Um estudo inédito da Escola de Economia de São Paulo da Fundação Getulio Vargas (FGV EESP) mostra que quase 1 milhão de brasileiros (968.512 pessoas) recorreram ao day trade durante a pandemia de COVID-19 – e perderam, em conjunto, R$ 9,9 bilhões entre 2020 e 2023 (sem considerar nenhum custo de corretagem, gasto com cursos e plataformas etc). A prática, vendida por corretoras e influencers como oportunidade de renda rápida em meio ao confinamento e à crise, funcionou, na verdade, como um mecanismo de transferência massiva de recursos das pessoas físicas para as instituições financeiras.
A pesquisa, recém-publicada na Revista Brasileira de Finanças, analisou dados da Comissão de Valores Mobiliários (CVM) e mostra que, no auge da pandemia, até 100 mil pessoas faziam day trade diariamente. A perda bruta média foi de R$ 10,2 mil por indivíduo. “A pandemia expôs em escala inédita a vulnerabilidade de indivíduos que, diante da incerteza econômica, recorreram ao day trade como alternativa de renda. O resultado foi uma transferência maciça de recursos das pessoas físicas para as instituições”, destacam os autores, Fernando Chague e Bruno Giovannetti.
Como o estudo não considera em nenhum de seus cálculos os gastos que as pessoas tiveram com corretagens, taxas da bolsa, cursos e plataformas, as perdas das pessoas físicas foram ainda maiores do que os R$ 9,9 bilhões (R$ 10,2 mil per capita).

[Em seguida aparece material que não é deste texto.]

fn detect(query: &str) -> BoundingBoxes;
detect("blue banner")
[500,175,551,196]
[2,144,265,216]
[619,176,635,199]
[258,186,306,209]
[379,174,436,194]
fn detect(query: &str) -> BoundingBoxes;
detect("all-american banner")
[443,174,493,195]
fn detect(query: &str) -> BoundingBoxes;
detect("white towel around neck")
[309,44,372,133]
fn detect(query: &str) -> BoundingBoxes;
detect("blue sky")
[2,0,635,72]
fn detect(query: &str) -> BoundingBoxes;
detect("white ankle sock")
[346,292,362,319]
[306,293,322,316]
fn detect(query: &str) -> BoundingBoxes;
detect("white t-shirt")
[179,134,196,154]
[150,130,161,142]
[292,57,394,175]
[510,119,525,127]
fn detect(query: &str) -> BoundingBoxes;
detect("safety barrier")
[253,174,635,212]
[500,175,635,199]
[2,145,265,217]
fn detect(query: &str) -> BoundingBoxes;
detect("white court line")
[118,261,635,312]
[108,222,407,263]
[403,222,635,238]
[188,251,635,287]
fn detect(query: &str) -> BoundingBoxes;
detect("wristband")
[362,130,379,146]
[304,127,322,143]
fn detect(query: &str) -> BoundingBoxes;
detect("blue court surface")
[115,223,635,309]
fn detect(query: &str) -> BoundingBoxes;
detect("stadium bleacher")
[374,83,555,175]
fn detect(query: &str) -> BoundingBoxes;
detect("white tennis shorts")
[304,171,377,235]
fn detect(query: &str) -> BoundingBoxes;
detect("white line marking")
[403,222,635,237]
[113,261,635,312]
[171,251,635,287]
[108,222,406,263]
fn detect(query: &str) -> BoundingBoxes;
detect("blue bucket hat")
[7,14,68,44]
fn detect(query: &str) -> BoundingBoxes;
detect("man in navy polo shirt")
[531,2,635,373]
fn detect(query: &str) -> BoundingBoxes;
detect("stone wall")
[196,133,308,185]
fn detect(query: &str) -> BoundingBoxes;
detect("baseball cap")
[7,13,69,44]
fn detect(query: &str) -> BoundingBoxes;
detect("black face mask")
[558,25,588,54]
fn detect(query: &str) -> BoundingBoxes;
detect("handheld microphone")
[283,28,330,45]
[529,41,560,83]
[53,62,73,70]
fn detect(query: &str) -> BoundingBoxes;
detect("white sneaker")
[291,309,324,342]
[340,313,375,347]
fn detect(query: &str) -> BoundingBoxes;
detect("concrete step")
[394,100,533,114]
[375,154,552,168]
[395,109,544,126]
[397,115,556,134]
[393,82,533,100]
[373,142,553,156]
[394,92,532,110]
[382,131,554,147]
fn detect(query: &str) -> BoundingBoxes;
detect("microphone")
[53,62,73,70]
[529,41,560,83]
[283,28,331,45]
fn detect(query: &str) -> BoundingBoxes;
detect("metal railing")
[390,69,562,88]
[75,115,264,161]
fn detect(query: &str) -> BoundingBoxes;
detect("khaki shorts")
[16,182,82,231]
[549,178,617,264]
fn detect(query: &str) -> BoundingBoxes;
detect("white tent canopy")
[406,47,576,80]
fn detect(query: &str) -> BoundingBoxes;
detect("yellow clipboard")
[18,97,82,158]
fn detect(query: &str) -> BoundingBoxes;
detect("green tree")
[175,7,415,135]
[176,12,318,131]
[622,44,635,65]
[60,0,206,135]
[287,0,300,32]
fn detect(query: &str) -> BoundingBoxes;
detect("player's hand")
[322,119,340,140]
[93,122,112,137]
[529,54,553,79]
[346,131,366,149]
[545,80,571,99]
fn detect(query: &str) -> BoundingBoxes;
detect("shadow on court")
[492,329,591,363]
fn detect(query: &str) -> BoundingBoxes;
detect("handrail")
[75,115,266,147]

Os dados indicam que o day trade resulta consistentemente em perdas financeiras agregadas para os investidores pessoas físicas. No período pré-pandemia, 95,8% dos dias registraram resultado negativo para as pessoas físicas, percentual que aumentou para 96,4% após março de 2020. Ou seja, independentemente do contexto, quase todos os dias as instituições financeiras extraem valor das operações realizadas pelas pessoas físicas – após a pandemia as perdas agregadas diárias se tornaram maiores devido ao aumento expressivo no número de pessoas operando.
Perda em R$ por ocupação
A pesquisa indica que a amostra de investidores não se restringe a um grupo social, etário ou regional, específico, mas abrange um espectro amplo da população. Profissões ligadas ao setor administrativo e de negócios concentram parte relevante dos participantes, como administradores (12,1%), empresários (6,9%), analistas de sistemas (4,3%) e engenheiros (4,4%). Ao mesmo tempo, há presença significativa de ocupações associadas a menor renda média, como vendedores (2,8%), motoristas (1,4%), cabeleireiros (0,6%) e feirantes (0,5%). Grupos como aposentados (1,5%) e estudantes (3,4%) também aparecem com destaque, sugerindo que o day trade atraiu tanto jovens em busca de oportunidades rápidas quanto pessoas mais velhas já afastadas do mercado de trabalho formal.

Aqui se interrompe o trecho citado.